Masses Suckered Into Facebook IPO Burnt With 20% Loss In 2 Days
Using the branding power of Facebook, Wall Street has suckered the masses back into the stock market only to burn them for a 20% loss in two days of trading.
Friday, Facebook had launched its Initial Public Offering which allowed retail mom and pop investors their first chance to trade stock in the company amidst weeks of media hype in the biggest stock offering of its kind.
The 1%, known legally as the sophisticated investor, were able to get on the stock before it started trading public for the price of $38 per share but when the stock finally started trading on the market the first price was $42.05 per share.
That represented an immediate 10% profit for the sophisticated investor.

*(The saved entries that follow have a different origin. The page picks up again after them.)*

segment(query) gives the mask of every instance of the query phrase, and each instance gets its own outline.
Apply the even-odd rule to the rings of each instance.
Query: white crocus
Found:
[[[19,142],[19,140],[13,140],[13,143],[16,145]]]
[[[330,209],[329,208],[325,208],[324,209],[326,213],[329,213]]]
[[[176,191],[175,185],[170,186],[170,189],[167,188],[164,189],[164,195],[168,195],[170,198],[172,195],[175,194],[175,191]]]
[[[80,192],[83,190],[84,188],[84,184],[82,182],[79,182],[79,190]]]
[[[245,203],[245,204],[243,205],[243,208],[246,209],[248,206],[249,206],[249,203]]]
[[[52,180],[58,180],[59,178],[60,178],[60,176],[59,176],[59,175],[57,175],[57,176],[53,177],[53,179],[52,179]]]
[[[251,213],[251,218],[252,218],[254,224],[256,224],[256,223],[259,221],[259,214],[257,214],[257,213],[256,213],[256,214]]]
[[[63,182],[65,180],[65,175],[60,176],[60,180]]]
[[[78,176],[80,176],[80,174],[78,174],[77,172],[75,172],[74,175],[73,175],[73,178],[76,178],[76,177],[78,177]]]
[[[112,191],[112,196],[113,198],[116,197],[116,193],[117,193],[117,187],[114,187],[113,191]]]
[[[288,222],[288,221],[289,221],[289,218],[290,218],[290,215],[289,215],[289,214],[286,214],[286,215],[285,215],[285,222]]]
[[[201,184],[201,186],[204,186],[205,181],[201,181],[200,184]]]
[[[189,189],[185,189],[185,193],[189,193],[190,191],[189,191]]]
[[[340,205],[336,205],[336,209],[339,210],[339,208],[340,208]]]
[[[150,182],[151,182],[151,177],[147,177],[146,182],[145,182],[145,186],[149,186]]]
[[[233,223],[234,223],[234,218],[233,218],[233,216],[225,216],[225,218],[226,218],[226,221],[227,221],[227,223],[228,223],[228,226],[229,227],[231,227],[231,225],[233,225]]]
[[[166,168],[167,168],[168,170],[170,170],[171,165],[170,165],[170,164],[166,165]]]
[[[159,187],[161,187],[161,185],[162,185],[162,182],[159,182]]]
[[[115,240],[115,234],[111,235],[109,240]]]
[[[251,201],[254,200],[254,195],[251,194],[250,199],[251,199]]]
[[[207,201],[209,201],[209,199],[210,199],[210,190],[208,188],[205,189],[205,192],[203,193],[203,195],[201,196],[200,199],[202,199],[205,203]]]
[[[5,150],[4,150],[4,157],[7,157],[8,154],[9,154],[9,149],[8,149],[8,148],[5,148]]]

Meanwhile hundreds of millions orders from middle class mom and pop retail investors flooded the market buy up the shares for the $42.o5 opening prices.
As they did those sophisticated investors who bought their shares before trading opened to the public for $38 per share dumped their purchases and stock sent the stock price plummeting.
That forced the stock offering underwriter’s to step in and buy shares to keep the Facebook’s stock price artificially propped up at the initial $38 dollar offering price until trading closed on Friday.
Today, the stock started trading again but this time without the artificial support of the bankers who wrote the deal and the stock plummeted and stayed near the days lows to close down another 11% at the price of $34.03.